Norway will contribute to increased aid efficiency by:

  • Concentrating the cooperation to two or three sectors by country, work for complementarity among donors and pull out of "over-crowded" sectors on partner countries’ request.
  • Accepting to be a silent partner, and delegate the responsibility to follow-up to another donor, where the numbers of donors by sector is high.
  • Replacing our own country strategy and MOU processes with participation in joint processes, like in Uganda, Zambia and Tanzania.

Mr. President,

Only African countries themselves can ensure sustainable growth and development on the African continent. Even if we as donors, and the international community, try to do all the right things, in trade and debt relief and in aid and aid reform, we shall still fail in reducing poverty and promote growth, if the African countries themselves do not also play their part, especially in terms of fighting corruption and promoting good governance. Without accountability, development performance will not improve – and without performance, international commitments and increased aid cannot be sustained. For that reason we are very pleased that most African countries today seriously try to address these issues, and are working jointly towards reforms in governance, not least within the framework of NEPAD and its African Peer Review Mechanism (APRM). We trust that the reviews will be undertaken in a transparent manner and that they enhance governance.

Mr. President

Norway has over the years supported programmes for increasing the capacity of the AU to deal with peace and security, and we shall also continue to do so. We believe that the new role played by the African Union for security and conflict management, through its Peace and Security Council and the African Peace Facility, has been a major contributing factor to reducing the level of armed conflicts on the continent.

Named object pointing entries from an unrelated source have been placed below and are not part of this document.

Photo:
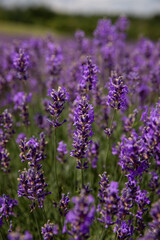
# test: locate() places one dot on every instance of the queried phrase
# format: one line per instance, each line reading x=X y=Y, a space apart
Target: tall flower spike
x=21 y=63
x=154 y=231
x=6 y=208
x=33 y=151
x=32 y=186
x=62 y=151
x=109 y=199
x=79 y=219
x=117 y=92
x=49 y=231
x=20 y=103
x=89 y=79
x=59 y=98
x=83 y=118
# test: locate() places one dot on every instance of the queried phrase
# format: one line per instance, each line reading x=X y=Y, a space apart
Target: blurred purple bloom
x=83 y=118
x=62 y=151
x=79 y=219
x=55 y=109
x=21 y=63
x=49 y=231
x=117 y=92
x=6 y=208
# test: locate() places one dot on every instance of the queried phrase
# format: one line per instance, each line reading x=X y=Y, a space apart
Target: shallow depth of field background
x=20 y=20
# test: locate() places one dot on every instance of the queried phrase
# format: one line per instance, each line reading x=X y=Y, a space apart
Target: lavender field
x=80 y=136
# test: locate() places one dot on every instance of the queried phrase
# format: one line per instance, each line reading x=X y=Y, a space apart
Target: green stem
x=55 y=162
x=2 y=235
x=35 y=218
x=82 y=177
x=103 y=234
x=108 y=138
x=75 y=179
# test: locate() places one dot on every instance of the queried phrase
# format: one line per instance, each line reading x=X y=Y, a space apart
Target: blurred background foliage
x=39 y=20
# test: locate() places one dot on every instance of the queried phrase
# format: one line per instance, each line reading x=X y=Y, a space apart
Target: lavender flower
x=62 y=151
x=117 y=92
x=108 y=195
x=21 y=63
x=89 y=79
x=32 y=186
x=128 y=122
x=6 y=208
x=154 y=183
x=19 y=236
x=4 y=159
x=154 y=230
x=125 y=230
x=20 y=100
x=63 y=204
x=33 y=151
x=6 y=132
x=20 y=137
x=92 y=154
x=141 y=199
x=79 y=219
x=83 y=118
x=49 y=231
x=59 y=98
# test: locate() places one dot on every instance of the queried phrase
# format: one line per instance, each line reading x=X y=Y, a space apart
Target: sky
x=136 y=7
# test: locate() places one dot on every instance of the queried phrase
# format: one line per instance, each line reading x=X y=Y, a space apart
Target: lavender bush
x=80 y=137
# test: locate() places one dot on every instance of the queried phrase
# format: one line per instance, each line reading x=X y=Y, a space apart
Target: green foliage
x=68 y=24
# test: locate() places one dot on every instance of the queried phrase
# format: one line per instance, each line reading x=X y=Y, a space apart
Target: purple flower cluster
x=21 y=63
x=117 y=92
x=63 y=204
x=20 y=103
x=62 y=151
x=89 y=79
x=55 y=109
x=154 y=227
x=6 y=132
x=79 y=219
x=83 y=118
x=6 y=208
x=92 y=154
x=31 y=182
x=49 y=231
x=19 y=236
x=108 y=195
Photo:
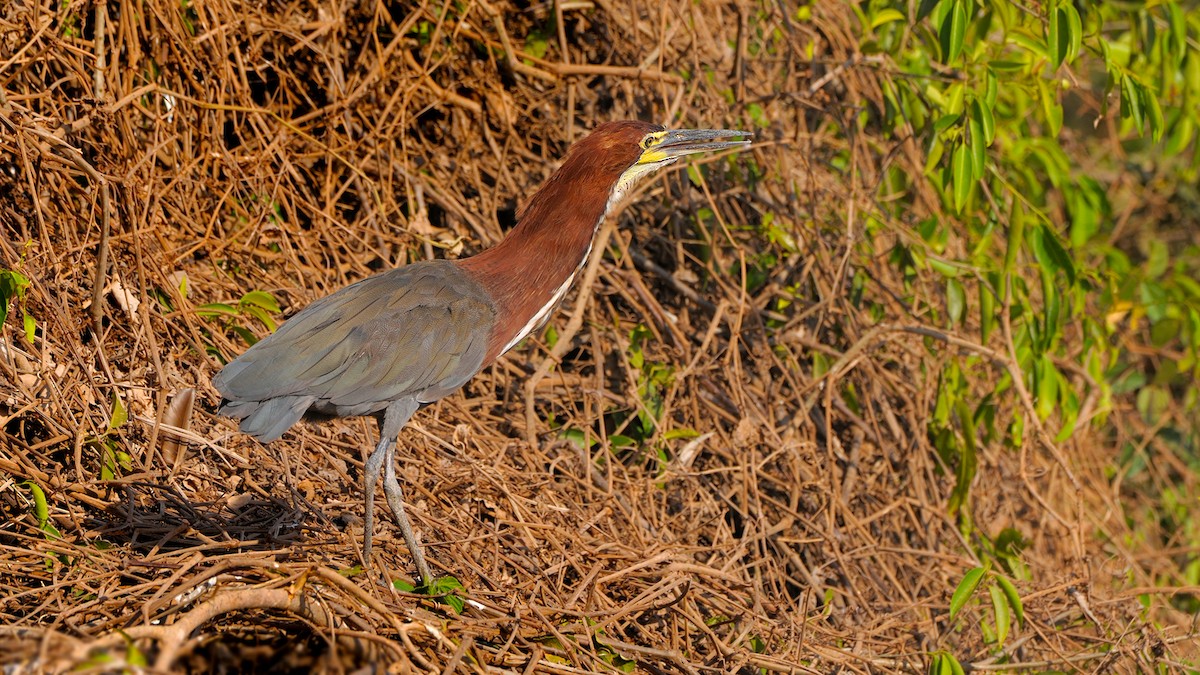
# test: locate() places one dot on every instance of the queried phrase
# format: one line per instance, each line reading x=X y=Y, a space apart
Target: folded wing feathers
x=352 y=352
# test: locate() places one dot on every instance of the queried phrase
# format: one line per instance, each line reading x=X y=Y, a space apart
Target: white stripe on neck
x=624 y=184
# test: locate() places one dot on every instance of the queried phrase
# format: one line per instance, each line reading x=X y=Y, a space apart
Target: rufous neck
x=529 y=272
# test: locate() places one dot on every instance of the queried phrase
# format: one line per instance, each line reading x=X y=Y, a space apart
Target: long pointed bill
x=670 y=145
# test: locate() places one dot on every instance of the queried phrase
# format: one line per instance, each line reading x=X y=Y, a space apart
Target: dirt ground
x=672 y=478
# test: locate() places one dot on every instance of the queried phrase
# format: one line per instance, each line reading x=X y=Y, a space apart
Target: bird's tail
x=267 y=420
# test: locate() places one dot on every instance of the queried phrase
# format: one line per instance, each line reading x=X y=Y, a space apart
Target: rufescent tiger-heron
x=408 y=336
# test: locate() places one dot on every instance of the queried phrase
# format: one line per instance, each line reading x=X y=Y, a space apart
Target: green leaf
x=1074 y=30
x=261 y=299
x=1048 y=387
x=1156 y=113
x=1050 y=108
x=886 y=16
x=41 y=507
x=925 y=7
x=1050 y=254
x=966 y=589
x=983 y=114
x=977 y=148
x=1013 y=597
x=987 y=312
x=960 y=171
x=1131 y=102
x=953 y=31
x=955 y=300
x=1000 y=608
x=216 y=309
x=1055 y=43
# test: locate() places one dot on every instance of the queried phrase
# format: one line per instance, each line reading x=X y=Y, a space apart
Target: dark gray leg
x=375 y=463
x=396 y=501
x=384 y=457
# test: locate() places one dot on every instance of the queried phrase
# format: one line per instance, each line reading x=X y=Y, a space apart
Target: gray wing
x=418 y=332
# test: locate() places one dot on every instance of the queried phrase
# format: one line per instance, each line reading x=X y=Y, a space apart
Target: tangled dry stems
x=294 y=148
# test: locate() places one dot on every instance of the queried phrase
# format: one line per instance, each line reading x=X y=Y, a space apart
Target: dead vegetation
x=162 y=156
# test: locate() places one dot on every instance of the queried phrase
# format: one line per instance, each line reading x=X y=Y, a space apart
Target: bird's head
x=619 y=155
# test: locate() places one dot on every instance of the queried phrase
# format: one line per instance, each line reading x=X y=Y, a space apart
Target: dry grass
x=293 y=148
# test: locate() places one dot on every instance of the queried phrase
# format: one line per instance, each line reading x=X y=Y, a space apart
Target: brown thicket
x=160 y=155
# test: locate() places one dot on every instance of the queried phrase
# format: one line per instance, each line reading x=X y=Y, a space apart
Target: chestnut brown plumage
x=408 y=336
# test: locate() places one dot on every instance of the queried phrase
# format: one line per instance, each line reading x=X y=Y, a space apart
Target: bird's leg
x=375 y=463
x=396 y=501
x=384 y=455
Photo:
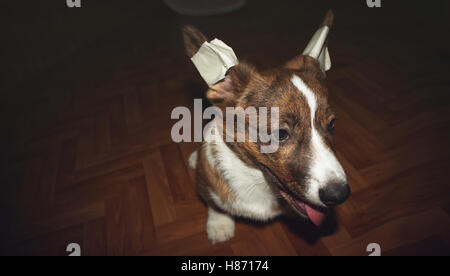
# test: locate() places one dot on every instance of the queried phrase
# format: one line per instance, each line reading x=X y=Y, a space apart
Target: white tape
x=213 y=60
x=317 y=49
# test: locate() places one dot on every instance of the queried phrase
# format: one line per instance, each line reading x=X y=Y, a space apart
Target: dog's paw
x=220 y=227
x=193 y=160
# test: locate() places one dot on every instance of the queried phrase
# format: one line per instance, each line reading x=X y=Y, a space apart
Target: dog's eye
x=330 y=126
x=281 y=135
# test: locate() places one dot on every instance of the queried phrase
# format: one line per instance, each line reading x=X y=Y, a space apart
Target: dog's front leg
x=220 y=226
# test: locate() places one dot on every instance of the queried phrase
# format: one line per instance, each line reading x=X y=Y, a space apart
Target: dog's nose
x=334 y=193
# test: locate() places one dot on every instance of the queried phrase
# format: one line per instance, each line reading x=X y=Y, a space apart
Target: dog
x=303 y=177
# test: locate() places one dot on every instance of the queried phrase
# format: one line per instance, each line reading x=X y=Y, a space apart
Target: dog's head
x=304 y=169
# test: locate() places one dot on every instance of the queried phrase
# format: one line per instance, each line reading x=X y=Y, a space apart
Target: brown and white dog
x=304 y=176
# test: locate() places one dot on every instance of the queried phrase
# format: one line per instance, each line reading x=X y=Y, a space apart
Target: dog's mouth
x=316 y=214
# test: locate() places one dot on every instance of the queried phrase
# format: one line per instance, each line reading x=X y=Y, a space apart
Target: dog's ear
x=227 y=91
x=193 y=39
x=317 y=47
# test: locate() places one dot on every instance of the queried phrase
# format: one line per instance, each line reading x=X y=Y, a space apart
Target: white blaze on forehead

The AU has also taken on itself important and difficult peace keeping operations, both in Burundi and more recently in the Darfur region of Sudan, which are also combined with an active diplomacy for peace making. We commend these efforts and strongly support international efforts to assist the AU with whatever assistance, financial or logistical, that may be required in this respect.

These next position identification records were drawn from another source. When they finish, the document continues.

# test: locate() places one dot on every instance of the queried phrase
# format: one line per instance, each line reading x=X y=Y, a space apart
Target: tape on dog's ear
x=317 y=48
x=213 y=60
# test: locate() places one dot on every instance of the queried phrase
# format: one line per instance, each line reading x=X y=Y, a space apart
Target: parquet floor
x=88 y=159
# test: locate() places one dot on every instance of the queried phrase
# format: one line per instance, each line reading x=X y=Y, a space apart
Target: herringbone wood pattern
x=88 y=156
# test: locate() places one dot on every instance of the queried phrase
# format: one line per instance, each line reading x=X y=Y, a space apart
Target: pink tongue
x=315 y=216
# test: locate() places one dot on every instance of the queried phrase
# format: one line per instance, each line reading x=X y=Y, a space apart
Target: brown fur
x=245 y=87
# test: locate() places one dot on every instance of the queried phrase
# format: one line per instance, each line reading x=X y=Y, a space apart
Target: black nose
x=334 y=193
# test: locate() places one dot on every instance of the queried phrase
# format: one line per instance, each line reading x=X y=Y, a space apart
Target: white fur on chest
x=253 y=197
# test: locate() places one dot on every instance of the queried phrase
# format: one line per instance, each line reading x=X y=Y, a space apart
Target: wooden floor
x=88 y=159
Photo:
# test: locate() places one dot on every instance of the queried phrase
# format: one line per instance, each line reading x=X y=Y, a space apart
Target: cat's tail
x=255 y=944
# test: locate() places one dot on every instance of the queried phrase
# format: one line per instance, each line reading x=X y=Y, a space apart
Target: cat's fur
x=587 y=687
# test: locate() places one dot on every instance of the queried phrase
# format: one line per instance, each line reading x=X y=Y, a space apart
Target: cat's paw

We also urge the parties in these conflicts, particularly in Darfur, to work constructively with the mediators to resolve the outstanding issues, so as to bring peace and stability to the people of that suffering region. At the same time we strongly deplore and condemn the recent kidnappings and killings of AU personell in the AMIS-operation in Darfur, which seriously threatens both the peace efforts and the international assistance to the region.

Mr. President

We believe that the African Union, in close cooperation with NEPAD and the existing sub-regional organizations, may play an increasingly important role in enhancing economic cooperation and integration across the African continent. This represents an important impetus for Africa’s development, and for the realization of the Millennium Development Goals.